Saving a settings file

In order to launch a training, you need to save the setting file using the interactive tools contained in the folder notebooks: offline_settings_training.ipynb. In this page, we present the different parameters that you will be asked to define. This description will also allow to you to completely understand how flexible is the model implemented (i.e. what you can do using directly this project and what you can’t).

The following screen shot presents an example of the interactive tool to define the settings for a training.

Screen shot of the beginning of the interacive tool for the online framework.

General parameters for training

  • name_model String Name of the architecture of the network. The name is chosen among the architecture defined in the package MRF.models.

If the chosen model starts by a projection :

  • normalization String Type of normalization of the data. The possible types of normalization that can be used are defined in the class Normalization of the module Training_parameters.

  • initilization
    String
    Type of initilization for the weights of the first linear layer which should perform the projection. The possible types of initialization that can be used are defined in the class Initialization of the module Training_parameters.
  • dimension_projection
    Int
    Dimension of the subspace on which the projection will be performed.
  • namepca
    str
    Absolute path to the file containing the basis functions obtained with an online PCA algorithm in order to initalize or define the first linear layer supposed to perform the projection. This file needs to be a .mat file with the basis functions saved with the key word basis. The basis functions need to be saved with the size (number of functions) x (length fingerprint).
  • optimizer
    String
    Name of the optimizer used for the training. The possible names to use are defined in the class Optimizer of the module Training_parameters.
  • lr
    Float
    Learning rate.
  • noise_type
    String
    Type of noise that you want to use. The different types of noise are defined in the module Training_parameters.
  • noise_level
    Float
    Level of noise that you want to use.
  • batch_size
    Int
    Batch size.
  • nb_iterations
    Int
    Number of iterations.
  • nb_epochs
    Int
    Number of epochs.
  • complex
    Bool
    Set to True if the input signals are complex valued.
  • loss
    Array of String
    Type of loss used. The array has a length 5 corresponding to the 5 parameters (\(m_{0}^s\), \(T_1^f\), \(T_{2}^f\), \(R\) and \(T_{2}^s\)). The i-th element of this array gives the type of transformation applied to the parameter i. The different type of losses are defined in the class Loss in the module Training_parameters.
  • params
    Array of Int
    Define the parameters that you want to estimate. Number 0 corresponds to \(m_0^s\), number 1 to \(T_1^f\), etc. (The details are defined in the the module Training_parameters with the vectors nametoparam and paramtoname).
  • minpd
    Float
    Minimum proton density.
  • maxpd
    Float
    Maximum proton density.
  • save_name
    String
    Name given to your training.
  • validation
    Bool
    Boolean which is True if you want to track validation loss and errors during the training.

    If validation is True :

    * `validation_size`
        **Int**
        Number of fingerprints used for the validation dataset.
    
  • nb_files
    String
    Number of files used for training and validation. I recall that your files needs to be saved in a folder with a name that you can choose and that should be located in MRF/Offline/loading_data.
  • path_files
    String
    Name that you gave to the folder located in MRF/Offline/loading_data which contains the files. Two different type of files should be saved in this folder:
    • the files fingerprints1.npy, fingerprints2.npy, … Each file contains an array of size n x (length fingerprint) where n is an integer that should be greater than the batch size chosen. Each fingerprint should be computed considering that the proton density is equal to 1.

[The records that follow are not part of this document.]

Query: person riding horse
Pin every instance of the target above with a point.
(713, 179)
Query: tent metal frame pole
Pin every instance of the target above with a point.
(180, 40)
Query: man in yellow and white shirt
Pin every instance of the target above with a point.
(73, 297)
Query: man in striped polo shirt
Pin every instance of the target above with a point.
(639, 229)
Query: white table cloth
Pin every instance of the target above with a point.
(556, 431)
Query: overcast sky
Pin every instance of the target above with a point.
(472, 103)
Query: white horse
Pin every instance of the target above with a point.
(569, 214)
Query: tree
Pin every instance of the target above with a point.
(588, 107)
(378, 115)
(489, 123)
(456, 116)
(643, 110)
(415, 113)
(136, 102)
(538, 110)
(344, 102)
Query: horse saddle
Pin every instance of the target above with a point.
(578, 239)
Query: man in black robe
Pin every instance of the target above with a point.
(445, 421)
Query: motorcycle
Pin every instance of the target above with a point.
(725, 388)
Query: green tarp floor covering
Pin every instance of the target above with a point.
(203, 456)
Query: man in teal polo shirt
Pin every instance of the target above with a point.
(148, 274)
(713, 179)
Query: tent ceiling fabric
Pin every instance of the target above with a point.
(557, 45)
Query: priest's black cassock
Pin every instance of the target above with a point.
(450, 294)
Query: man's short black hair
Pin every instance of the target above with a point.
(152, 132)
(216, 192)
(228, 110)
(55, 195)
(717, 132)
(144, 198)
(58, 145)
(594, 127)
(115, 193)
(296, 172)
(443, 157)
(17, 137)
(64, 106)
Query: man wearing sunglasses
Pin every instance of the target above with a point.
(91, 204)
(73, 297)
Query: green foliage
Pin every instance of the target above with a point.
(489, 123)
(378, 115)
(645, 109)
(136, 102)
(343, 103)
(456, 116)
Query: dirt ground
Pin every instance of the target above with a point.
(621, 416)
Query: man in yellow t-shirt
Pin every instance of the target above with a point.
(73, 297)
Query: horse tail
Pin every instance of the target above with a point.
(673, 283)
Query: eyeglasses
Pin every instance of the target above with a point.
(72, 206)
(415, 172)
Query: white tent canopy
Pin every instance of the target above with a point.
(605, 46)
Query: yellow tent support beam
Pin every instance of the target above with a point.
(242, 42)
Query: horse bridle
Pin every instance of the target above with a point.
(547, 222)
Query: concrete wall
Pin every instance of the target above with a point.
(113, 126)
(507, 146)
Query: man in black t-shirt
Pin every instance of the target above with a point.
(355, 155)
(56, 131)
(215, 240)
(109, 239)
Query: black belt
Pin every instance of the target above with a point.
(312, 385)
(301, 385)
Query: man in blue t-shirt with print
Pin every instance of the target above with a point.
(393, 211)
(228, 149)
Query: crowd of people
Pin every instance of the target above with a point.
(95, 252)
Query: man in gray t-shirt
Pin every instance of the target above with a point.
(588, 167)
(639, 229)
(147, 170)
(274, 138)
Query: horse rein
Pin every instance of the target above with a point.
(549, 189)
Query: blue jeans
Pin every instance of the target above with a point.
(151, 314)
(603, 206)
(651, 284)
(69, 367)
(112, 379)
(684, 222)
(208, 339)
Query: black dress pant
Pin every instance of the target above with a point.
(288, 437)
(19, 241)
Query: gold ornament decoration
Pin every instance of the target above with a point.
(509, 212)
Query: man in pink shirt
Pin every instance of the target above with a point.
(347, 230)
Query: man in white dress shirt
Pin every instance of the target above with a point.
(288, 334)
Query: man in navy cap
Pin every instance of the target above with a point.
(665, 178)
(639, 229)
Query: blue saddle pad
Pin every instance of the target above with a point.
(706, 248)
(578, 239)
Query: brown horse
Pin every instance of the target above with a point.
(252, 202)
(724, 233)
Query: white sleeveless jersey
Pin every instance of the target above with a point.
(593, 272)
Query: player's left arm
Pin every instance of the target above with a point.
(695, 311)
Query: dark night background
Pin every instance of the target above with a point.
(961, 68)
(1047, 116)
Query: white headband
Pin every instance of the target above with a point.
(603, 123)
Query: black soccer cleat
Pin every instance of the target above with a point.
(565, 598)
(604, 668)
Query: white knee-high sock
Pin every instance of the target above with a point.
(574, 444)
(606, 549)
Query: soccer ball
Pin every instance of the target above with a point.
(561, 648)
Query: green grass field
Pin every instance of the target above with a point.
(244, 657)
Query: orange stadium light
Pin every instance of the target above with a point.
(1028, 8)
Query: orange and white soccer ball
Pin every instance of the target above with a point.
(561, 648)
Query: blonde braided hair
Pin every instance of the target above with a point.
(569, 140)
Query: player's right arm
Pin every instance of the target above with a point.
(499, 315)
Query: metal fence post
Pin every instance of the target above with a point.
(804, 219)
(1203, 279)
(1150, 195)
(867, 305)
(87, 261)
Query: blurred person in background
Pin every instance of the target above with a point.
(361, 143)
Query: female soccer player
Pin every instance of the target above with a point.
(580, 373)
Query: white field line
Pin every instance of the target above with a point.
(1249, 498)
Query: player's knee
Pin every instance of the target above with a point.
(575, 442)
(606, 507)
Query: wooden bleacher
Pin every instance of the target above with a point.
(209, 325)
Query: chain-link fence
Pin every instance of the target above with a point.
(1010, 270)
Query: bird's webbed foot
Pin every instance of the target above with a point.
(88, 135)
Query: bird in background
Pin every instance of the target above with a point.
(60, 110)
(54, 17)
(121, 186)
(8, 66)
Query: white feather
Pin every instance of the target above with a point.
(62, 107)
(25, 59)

    • the files params1.npy, params2.npy, … Each file contains an array of size n x (length fingerprint) and gives the parameters used to compute the fingerprints saved in the files fingerprints1.npy, fingerprints2.npy, …

    • If your loss requires the knowledge of the Cramer Rao Bound, you also need to save n this folder the files CRBs1.npy, CRBs2.npy, … Each file contains an array of size n x 6 and gives the Cramer Rao Bounds for the parameters \(m_{0}^s\), \(T_1^f\), \(T_{2}^f\), \(R\), \(T_{2}^s\) and \(M_0\) in this order.

If validation is True :

  • small_validation_size Int Number of fingerprints used for the smaller validation dataset.